Certains éditeurs souhaitent que le moratoire de 2009 sur les accords État-Presse-La Poste, qui prévoyaient une revalorisation progressive des tarifs du transport postal, soit reconduit en 2010 pour six mois ou un an. Les supports dont les ventes s’appuient sur l’abonnement postal, comme la presse magazine et la presse spécialisée, sont les premiers à réclamer cette prolongation. Les éditeurs de la presse quotidienne nationale veulent, quant à eux, préserver la crédibilité des accords Schwartz entre l’État, la presse et La Poste. Étant donné les difficultés rencontrées par la presse pour sa diffusion, j’estime indispensable de prolonger le moratoire pour six mois en 2010. Monsieur le ministre, où en sont les discussions sur ce sujet ?

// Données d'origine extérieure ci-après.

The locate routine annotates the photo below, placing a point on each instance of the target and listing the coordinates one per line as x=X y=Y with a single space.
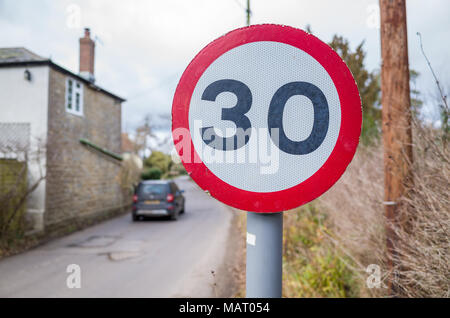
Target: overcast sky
x=144 y=46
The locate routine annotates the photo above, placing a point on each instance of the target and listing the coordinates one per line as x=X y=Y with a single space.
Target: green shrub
x=151 y=174
x=313 y=267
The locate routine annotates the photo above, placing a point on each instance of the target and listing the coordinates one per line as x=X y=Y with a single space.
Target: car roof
x=156 y=181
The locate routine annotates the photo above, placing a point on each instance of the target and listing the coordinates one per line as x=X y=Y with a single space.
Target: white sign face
x=264 y=67
x=266 y=118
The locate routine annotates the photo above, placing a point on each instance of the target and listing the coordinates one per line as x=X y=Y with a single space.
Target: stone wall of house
x=81 y=182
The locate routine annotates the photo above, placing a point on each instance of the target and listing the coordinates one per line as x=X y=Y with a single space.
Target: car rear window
x=152 y=189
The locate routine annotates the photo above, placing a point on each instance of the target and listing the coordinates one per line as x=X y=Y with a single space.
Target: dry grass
x=355 y=207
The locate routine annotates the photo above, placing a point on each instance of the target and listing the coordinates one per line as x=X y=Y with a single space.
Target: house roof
x=20 y=56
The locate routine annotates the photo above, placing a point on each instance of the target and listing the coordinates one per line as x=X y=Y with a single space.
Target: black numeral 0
x=237 y=113
x=321 y=117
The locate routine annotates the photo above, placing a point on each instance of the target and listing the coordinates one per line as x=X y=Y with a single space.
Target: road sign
x=266 y=118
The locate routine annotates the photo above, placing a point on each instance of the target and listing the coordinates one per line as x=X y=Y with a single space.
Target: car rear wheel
x=174 y=216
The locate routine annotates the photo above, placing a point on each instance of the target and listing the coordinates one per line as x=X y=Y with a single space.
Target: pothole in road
x=96 y=241
x=121 y=255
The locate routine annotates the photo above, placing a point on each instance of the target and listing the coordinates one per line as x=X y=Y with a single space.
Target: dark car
x=157 y=198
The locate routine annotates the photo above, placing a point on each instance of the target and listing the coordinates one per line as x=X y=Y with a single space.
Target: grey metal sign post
x=264 y=255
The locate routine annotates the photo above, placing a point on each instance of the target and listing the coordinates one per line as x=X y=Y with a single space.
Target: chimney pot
x=87 y=54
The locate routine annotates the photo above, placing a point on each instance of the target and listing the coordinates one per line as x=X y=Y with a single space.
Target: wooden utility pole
x=396 y=119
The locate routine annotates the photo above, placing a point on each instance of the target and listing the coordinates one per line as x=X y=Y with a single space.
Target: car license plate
x=152 y=202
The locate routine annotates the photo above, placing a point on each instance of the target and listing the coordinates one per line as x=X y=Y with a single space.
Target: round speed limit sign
x=266 y=118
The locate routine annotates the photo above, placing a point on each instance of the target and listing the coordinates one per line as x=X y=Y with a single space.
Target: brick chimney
x=87 y=52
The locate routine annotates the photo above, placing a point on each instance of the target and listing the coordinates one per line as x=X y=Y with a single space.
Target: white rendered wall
x=23 y=101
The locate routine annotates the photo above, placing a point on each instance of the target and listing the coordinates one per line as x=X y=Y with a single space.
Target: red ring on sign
x=340 y=157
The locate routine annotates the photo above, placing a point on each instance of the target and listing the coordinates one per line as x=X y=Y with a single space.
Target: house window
x=74 y=97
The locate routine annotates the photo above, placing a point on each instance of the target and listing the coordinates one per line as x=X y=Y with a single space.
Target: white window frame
x=77 y=88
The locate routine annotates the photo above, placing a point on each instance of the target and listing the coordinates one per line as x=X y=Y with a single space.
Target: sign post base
x=264 y=255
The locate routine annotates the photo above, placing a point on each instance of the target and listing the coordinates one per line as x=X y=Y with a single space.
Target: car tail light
x=170 y=197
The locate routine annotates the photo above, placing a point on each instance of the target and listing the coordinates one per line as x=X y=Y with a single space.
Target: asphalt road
x=121 y=258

L’augmentation de 7 à 9 millions d’euros de l’aide destinée aux quotidiens nationaux à faibles ressources publicitaires me semble très insuffisante. Il faut soutenir ces quelques journaux d’opinion, comme L’Humanité, qui suscitent peu l’intérêt des investisseurs privés ou des annonceurs mais sont indispensables au pluralisme de la presse. Une stratégie cohérente supposerait de cibler les aides publiques au profit de cette presse citoyenne. Votre prédécesseur avait annoncé que ce fonds serait doublé en 2009 afin de répondre à la détresse financière des titres les plus faibles. Qu’est-il advenu de cette promesse ? Si ce fonds a doublé, pourquoi cela ne se traduit-il pas dans ce budget, alors que l’effondrement du marché publicitaire se poursuit ? A l’évidence, il y a un manque de cohérence que des annonces non suivies d’effet peinent à dissimuler…

La reconnaissance juridique des rédactions serait le rempart le plus efficace contre les effets pervers des concentrations.

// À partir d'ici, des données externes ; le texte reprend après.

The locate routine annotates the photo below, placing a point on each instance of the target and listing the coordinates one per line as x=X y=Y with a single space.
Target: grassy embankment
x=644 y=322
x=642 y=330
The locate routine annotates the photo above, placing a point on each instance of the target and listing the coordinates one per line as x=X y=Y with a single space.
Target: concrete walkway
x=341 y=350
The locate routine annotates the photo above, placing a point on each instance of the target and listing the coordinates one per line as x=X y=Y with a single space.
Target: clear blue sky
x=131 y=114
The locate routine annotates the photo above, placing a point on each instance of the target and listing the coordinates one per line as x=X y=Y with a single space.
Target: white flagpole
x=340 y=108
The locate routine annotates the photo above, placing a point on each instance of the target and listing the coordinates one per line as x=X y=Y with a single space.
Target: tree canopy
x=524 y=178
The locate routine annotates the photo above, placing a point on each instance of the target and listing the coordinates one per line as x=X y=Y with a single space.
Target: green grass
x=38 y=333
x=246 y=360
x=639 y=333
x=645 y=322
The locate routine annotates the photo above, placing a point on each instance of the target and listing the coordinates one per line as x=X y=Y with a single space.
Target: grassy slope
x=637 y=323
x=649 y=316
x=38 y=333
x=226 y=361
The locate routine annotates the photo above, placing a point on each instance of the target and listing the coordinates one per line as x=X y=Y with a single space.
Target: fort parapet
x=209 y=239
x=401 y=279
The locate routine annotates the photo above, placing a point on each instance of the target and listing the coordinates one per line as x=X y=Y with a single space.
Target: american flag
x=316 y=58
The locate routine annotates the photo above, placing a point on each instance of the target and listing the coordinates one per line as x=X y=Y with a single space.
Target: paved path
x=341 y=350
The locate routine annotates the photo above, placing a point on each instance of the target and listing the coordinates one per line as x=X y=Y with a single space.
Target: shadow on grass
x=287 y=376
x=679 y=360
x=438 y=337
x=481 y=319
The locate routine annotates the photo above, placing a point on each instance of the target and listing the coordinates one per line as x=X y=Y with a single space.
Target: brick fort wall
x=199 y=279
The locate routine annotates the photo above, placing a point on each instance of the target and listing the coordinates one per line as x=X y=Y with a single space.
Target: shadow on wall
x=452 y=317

En ce qui concerne la modernisation, l’augmentation du fonds d’aide au développement des services de presse en ligne ne suffira pas. Un statut d’éditeur de presse en ligne a été inscrit dans la loi Hadopi I : allons au bout de la logique, demandons à Bruxelles un alignement du taux de TVA de la presse numérique sur celui de la presse imprimée. Cela sera plus légitime qu’une application du taux réduit de TVA dans la restauration !

J’ai inclus dans mon rapport des éléments sur le devenir de l’Agence France-Presse. Le défaut de stratégie est préoccupant : la rentabilité ne saurait conduire à la remise en cause d’un statut qui a permis à l’AFP d’asseoir durablement sa renommée internationale. Les performances financières récentes de l’AFP sont bonnes, pourquoi modifier le statut ! La direction avance deux arguments. L’État accepterait d’intervenir mais souhaiterait en échange pouvoir peser sur les décisions de gestion. Or, l’agence exerce certaines missions de service public mais n’a pas à devenir une agence d’État ! Selon la direction, l’AFP aurait besoin d’une dotation de 65 millions d’euros, 45 en capitaux propres et 20 en autorisations d’endettement, pour mener à bien sa politique de développement. Or l’intersyndicale a souligné la rentabilité très incertaine des acquisitions menées jusqu’ici ; elle ne veut pas que l’agence s’éloigne de son coeur de métier. Monsieur le ministre, comment comptez-vous garantir le financement des missions d’intérêt général -rayonnement international, francophonie, couverture géographique et linguistique exhaustive ? Comment comptez-vous répondre aux inquiétudes du personnel sur les risques d’étatisation ou de privatisation ? L’indépendance rédactionnelle doit constituer un principe de gouvernance.

Étant donné les réserves que j’ai émises, je serai personnellement défavorable à l’adoption des crédits du programme « Presse » de la mission « Médias ». La commission de la culture a donné, elle, un avis favorable à l’adoption des crédits.